Firstly, as I recently discovered, I don’t really like to use my art journal for the more emotive stuff. It’s escapism and stress-busting for me to work in my art journal rather than it function as a route to introspection and reflection. Secondly, I don’t really chime with the idea of giving my younger self advice. Even if such a thing were possible, I wouldn’t do it. For a start, I don’t give unsolicited advice plus there is nothing I really regret that I would steer myself away from. Sure there are many things in my life I wish had worked out differently but for the most part those are things over which I had no control anyway so nothing I did or didn’t do would have made one iota of difference to the outcome. I also feel happy with where I am in life and I have watched enough sci-fi movies to have contemplated the idea that I am where I am because of all the things I have been through, good and bad, and any small change might have had a ripple effect to land me somewhere else in a different set of circumstances. So, in short, no advice is being dispensed to my younger self.
What I did decide to do was write some words of encouragement to my younger self and I plumped for the vague “Life is full of possibilities”. I drew a simple version of myself aged about 5 in the centre of my page and then surrounded it with triangular doodles, making the words emerge in the negative space. Simple. That was a lot of doodling though. My hand was a bit achy by the time I completed the page.
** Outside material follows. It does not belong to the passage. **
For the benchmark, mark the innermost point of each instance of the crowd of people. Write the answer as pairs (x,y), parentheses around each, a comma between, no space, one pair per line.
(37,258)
This week’s Documented Life Project prompt was to trace the outline of your hand. Way back in week 10 of the project – which I think was my second week of participating in the DLP – I had actually traced my hand (and stamped my finger prints) in response to the prompt to document words that describe me. Since I had used my left hand and used words that time, I decided to use my right hand and use pictures this time. My “me time” is severely curtailed right now because the Pict family is so incredibly busy with various commitments and projects so I kept it simple with just three colours of gel pen (black, red and green – to tie into the beginning of the festive season) and I sat and doodled while watching a movie with the Pictlings. It’s a bit smudgy and messy as a result but it is what it is.